Anda di halaman 1dari 10

Transmisi Kebijakan Moneter

Bagaimana Bekerjanya Kebijakan Moneter?


Tujuan akhir kebijakan moneter adalah menjaga dan memelihara kestabilan nilai rupiah yang
salah satunya tercermin dari tingkat inflasi yang rendah dan stabil. Untuk mencapai tujuan itu
Bank Indonesia menetapkan suku bunga kebijakan BI Rate sebagai instrumen kebijakan utama
untuk mempengaruhi aktivitas kegiatan perekonomian dengan tujuan akhir pencapaian inflasi.
Namun jalur atau transmisi dari keputusan BI rate sampai dengan pencapaian sasaran inflasi
tersebut sangat kompleks dan memerlukan waktu (time lag).
Mekanisme bekerjanya perubahan BI Rate sampai mempengaruhi inflasi tersebut sering disebut
sebagai mekanisme transmisi kebijakan moneter. Mekanisme ini menggambarkan tindakan
Bank Indonesia melalui perubahan-perubahan instrumen moneter dan target operasionalnya
mempengaruhi berbagai variable ekonomi dan keuangan sebelum akhirnya berpengaruh ke
tujuan akhir inflasi. Mekanisme tersebut terjadi melalui interaksi antara Bank Sentral,
perbankan dan sektor keuangan, serta sektor riil. Perubahan BI Rate mempengaruhi inflasi
melalui berbagai jalur, diantaranya jalur suku bunga, jalur kredit, jalur nilai tukar, jalur harga
aset, dan jalur ekspektasi.

Pada jalur suku bunga, perubahan BI Rate mempengaruhi suku bunga deposito dan suku bunga
kredit perbankan. Apabila perekonomian sedang mengalami kelesuan, Bank Indonesia dapat
menggunakan kebijakan moneter yang ekspansif melalui penurunan suku bunga untuk
mendorong aktifitas ekonomi. Penurunan suku bunga BI Rate menurunkan suku bunga kredit
sehingga permintaan akan kredit dari perusahaan dan rumah tangga akan meningkat.
Penurunan suku bunga kredit juga akan menurunkan biaya modal perusahaan untuk melakukan
investasi. Ini semua akan meningkatkan aktifitas konsumsi dan investasi sehingga aktifitas
perekonomian semakin bergairah. Sebaliknya, apabila tekanan inflasi mengalami kenaikan,
Bank Indonesia merespon dengan menaikkan suku bunga BI Rate untuk mengerem aktifitas
perekonomian yang terlalu cepat sehingga mengurangi tekanan inflasi.
Perubahan suku bunga BI Rate juga dapat mempengaruhi nilai tukar. Mekanisme ini sering
disebut jalur nilai tukar. Kenaikan BI Rate, sebagai contoh, akan mendorong kenaikan selisih
antara suku bunga di Indonesia dengan suku bunga luar negeri. Dengan melebarnya selisih
suku bunga tersebut mendorong investor asing untuk menanamkan modal ke dalam instrumentinstrumen keuangan di Indonesia seperti SBI karena mereka akan mendapatkan tingkat
pengembalian yang lebih tinggi.

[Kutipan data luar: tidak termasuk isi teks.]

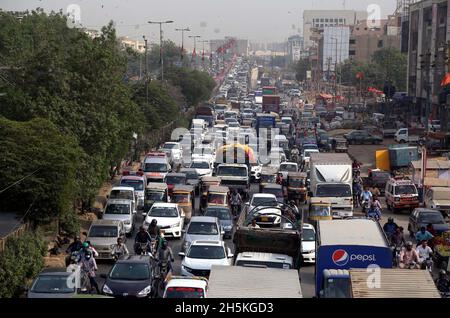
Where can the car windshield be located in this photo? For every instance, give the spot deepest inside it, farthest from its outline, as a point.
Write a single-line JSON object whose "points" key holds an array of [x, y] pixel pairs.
{"points": [[200, 165], [180, 198], [54, 284], [164, 212], [333, 190], [103, 231], [203, 228], [232, 171], [155, 167], [264, 201], [184, 292], [433, 218], [130, 271], [221, 214], [308, 235], [405, 189], [288, 167], [155, 196], [206, 252], [276, 192], [169, 146], [175, 180], [115, 208], [138, 185]]}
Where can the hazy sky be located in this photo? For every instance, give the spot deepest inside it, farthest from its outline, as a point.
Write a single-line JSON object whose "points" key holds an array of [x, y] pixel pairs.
{"points": [[256, 20]]}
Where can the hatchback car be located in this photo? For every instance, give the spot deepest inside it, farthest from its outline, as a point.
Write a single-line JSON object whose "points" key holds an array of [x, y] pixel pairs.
{"points": [[202, 228], [169, 216], [201, 255], [422, 217], [224, 216], [129, 277]]}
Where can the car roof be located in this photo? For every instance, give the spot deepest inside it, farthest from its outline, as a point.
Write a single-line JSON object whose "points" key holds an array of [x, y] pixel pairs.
{"points": [[207, 219], [164, 205]]}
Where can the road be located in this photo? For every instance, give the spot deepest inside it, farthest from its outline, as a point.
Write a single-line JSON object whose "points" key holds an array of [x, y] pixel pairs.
{"points": [[363, 153]]}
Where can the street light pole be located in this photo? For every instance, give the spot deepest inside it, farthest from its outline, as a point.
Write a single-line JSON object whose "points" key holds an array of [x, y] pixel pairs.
{"points": [[161, 60], [195, 37], [182, 40]]}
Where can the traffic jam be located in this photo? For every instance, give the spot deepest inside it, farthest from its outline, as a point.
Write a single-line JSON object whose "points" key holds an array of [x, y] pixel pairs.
{"points": [[267, 196]]}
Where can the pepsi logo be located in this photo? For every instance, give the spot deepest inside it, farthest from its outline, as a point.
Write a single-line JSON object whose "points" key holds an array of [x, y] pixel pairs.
{"points": [[340, 257]]}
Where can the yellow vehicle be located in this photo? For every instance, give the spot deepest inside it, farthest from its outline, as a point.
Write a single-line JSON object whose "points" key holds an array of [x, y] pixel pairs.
{"points": [[206, 182], [184, 196], [218, 196], [319, 209], [296, 186]]}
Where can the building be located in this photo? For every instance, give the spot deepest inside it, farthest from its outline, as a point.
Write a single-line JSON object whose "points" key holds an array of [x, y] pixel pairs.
{"points": [[366, 38], [335, 48], [319, 19], [136, 45], [429, 35], [295, 48]]}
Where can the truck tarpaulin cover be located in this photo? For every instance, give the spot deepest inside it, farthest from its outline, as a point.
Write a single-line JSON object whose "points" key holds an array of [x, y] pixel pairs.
{"points": [[350, 256], [267, 241]]}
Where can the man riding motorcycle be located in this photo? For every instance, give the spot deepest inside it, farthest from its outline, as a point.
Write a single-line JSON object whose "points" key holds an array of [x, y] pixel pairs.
{"points": [[142, 237]]}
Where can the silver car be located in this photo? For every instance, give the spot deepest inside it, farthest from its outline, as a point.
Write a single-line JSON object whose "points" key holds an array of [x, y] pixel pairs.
{"points": [[202, 228]]}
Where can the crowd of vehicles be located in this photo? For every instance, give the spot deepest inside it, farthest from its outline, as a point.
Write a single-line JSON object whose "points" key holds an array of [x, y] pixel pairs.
{"points": [[199, 192]]}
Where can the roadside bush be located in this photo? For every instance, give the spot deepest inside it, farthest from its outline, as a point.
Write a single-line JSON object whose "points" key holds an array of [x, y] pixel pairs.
{"points": [[21, 260]]}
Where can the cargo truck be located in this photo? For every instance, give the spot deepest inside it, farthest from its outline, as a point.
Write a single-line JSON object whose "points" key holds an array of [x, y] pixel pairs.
{"points": [[331, 178], [345, 244], [271, 103]]}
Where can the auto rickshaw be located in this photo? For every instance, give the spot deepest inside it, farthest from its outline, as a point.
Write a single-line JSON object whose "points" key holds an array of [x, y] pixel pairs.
{"points": [[268, 175], [341, 145], [184, 196], [296, 186], [206, 182], [319, 209], [155, 192], [218, 196]]}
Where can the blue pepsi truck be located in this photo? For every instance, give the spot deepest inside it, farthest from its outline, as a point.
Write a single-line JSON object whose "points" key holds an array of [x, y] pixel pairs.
{"points": [[345, 244]]}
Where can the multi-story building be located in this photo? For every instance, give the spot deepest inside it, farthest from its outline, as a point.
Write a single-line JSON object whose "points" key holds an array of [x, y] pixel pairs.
{"points": [[295, 48], [428, 43], [319, 19]]}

Aliran modal masuk asing ini pada gilirannya akan
mendorong apresiasi nilai tukar Rupiah. Apresiasi Rupiah mengakibatkan harga barang impor
lebih murah dan barang ekspor kita di luar negeri menjadi lebih mahal atau kurang kompetitif

sehingga akan mendorong impor dan mengurangi ekspor. Turunnya net ekspor ini akan
berdampak pada menurunnya pertumbuhan ekonomi dan kegiatan perekonomian.
Perubahan suku bunga BI Rate mempengaruhi perekonomian makro melalui perubahan harga
aset. Kenaikan suku bunga akan menurunkan harga aset seperti saham dan obligasi sehingga
mengurangi kekayaan individu dan perusahaan yang pada gilirannya mengurangi kemampuan
mereka untuk melakukan kegiatan ekonomi seperti konsumsi dan investasi.
Dampak perubahan suku bunga kepada kegiatan ekonomi juga mempengaruhi ekspektasi
publik akan inflasi (jalur ekspektasi). Penurunan suku bunga yang diperkirakan akan
mendorong aktifitas ekonomi dan pada akhirnya inflasi mendorong pekerja untuk
mengantisipasi kenaikan inflasi dengan meminta upah yang lebih tinggi. Upah ini pada
akhirnya akan dibebankan oleh produsen kepada konsumen melalui kenaikan harga.
Mekanisme transmisi kebijakan moneter ini bekerja memerlukan waktu (time lag). Time lag
masing-masing jalur bisa berbeda dengan yang lain. Jalur nilai tukar biasanya bekerja lebih
cepat karena dampak perubahan suku bunga kepada nilai tukar bekerja sangat cepat. Kondisi
sektor keuangan dan perbankan juga sangat berpengaruh pada kecepatan tarnsmisi kebijakan
moneter. Apabila perbankan melihat risiko perekonomian cukup tinggi, respon perbankan
terhadap penurunan suku bunga BI rate biasanya sangat lambat. Juga, apabila perbankan
sedang melakukan konsolidasi untuk memperbaiki permodalan, penurunan suku bunga kredit
dan meningkatnya permintaan kredit belum tentu direspon dengan menaikkan penyaluran
kredit. Di sisi permintaan, penurunan suku bunga kredit perbankan juga belum tentu direspon
oleh meningkatnya permintaan kredit dari masyarakat apabila prospek perekonomian sedang
lesu. Kesimpulannya, kondisi sektor keuangan, perbankan, dan kondisi sektor riil sangat
berperan dalam menentukan efektif atau tidaknya proses transmisi kebijakan moneter.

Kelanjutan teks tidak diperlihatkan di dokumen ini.